Third, most of teams in developing countries do not count with an M&E expert who can make sure that this lens is correctly developed and applied through our activities. Thus, we end up coming up with some specific and simple way of asking about external feedback on our activities and we may also add some concrete stories of change or outcomes that every once in a while emerge naturally from these processes. They tend to sound anecdotal, though.
This is certainly not an excuse for not doing better at monitoring, evaluating and learning in the South. On the contrary, it is a cry for help: is there a way to come up with simple and non-expensive ways of doing this better? Could we, for example, team up with Northern experts in larger organisations who can mentor us through a tailor made process? Or could we join among Southern institutions and pile up scarce resources to devise mechanisms that help us collectively come up with some new answers and own methodologies?

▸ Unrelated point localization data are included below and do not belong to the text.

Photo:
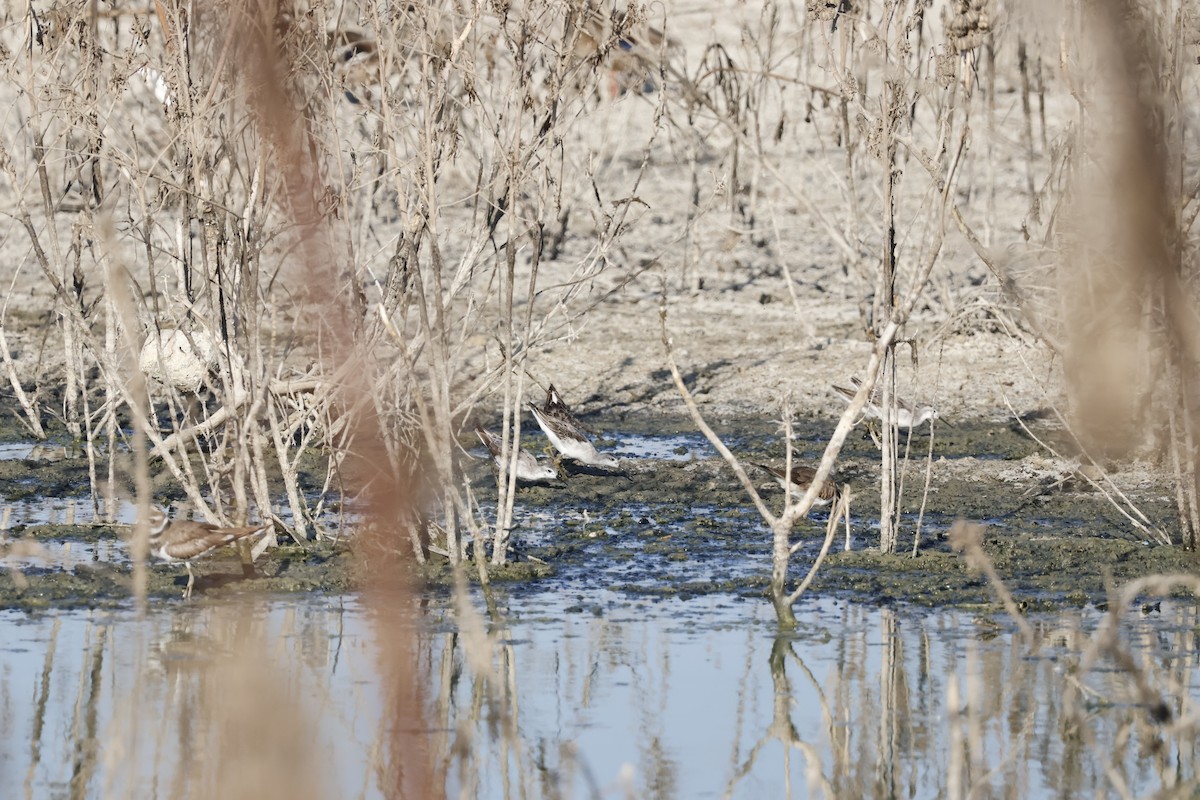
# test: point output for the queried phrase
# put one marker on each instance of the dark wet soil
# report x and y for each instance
(678, 524)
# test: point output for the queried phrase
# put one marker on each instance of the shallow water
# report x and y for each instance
(593, 693)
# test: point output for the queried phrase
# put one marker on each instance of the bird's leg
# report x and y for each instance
(875, 434)
(556, 458)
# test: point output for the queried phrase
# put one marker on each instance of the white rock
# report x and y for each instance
(175, 361)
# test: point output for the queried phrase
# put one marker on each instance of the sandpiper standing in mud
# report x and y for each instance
(528, 469)
(184, 540)
(567, 433)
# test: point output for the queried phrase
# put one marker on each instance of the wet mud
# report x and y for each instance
(676, 523)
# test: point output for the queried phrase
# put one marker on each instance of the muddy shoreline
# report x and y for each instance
(679, 525)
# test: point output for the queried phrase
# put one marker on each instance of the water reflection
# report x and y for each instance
(628, 698)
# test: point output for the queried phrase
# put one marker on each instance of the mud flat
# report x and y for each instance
(676, 525)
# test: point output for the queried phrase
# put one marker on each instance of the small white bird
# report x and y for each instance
(567, 434)
(906, 415)
(528, 469)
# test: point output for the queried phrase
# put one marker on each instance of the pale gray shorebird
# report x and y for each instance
(906, 414)
(567, 434)
(802, 479)
(528, 469)
(183, 540)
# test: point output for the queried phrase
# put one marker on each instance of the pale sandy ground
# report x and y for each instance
(741, 336)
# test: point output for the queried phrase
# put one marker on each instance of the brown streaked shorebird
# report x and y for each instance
(528, 469)
(906, 416)
(567, 433)
(183, 540)
(802, 477)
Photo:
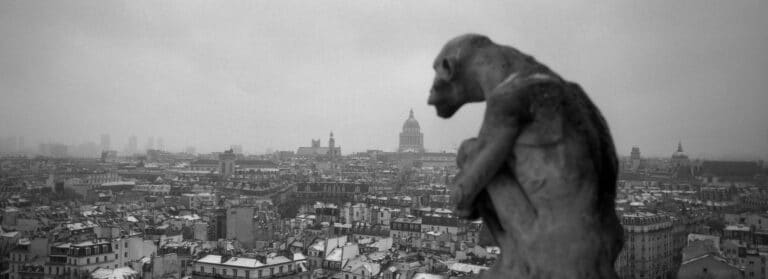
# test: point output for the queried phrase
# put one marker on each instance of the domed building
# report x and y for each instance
(411, 138)
(679, 158)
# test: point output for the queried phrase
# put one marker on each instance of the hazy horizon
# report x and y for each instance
(274, 75)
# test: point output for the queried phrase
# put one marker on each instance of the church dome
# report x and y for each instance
(679, 154)
(411, 123)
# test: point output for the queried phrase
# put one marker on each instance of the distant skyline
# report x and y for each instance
(274, 75)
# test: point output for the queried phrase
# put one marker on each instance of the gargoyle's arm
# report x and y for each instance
(504, 115)
(507, 111)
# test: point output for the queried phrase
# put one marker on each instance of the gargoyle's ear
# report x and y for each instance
(448, 66)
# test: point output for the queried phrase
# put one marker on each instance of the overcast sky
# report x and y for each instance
(275, 74)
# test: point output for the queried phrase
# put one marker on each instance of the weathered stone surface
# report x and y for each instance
(542, 172)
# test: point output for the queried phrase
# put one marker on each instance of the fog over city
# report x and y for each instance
(275, 74)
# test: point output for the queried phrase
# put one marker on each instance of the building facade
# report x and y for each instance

I believe there is now a very good opportunity to start learning from others and also coming up with our own responses based on similar challenges and contextual realities. For example, a group within the very interesting programme The Think Tank Exchange is currently exploring how to jointly reflect about and develop new resources so that their institutions can start conducting internal assessments of their performance.
I have also very recently suggested a member from IDS who is organising an event in Lima where many think tanks will meet to learn and discuss on M&E why not have them develop their own tools based on sharing existing ones, instead of having them fully apply a fixed methodology/tool which has been developed by others. Trainings could become spaces where participants get to know how others do it (we need to build on others, of course!), interact with designed and pre-made methodologies but then come up with their own resources that reflect how they usually work, what they feel more relevant to their contexts, etc. Again, co-producing knowledge on how to do this better is something we at P&I would like to get engaged in. Any others inspired by this idea?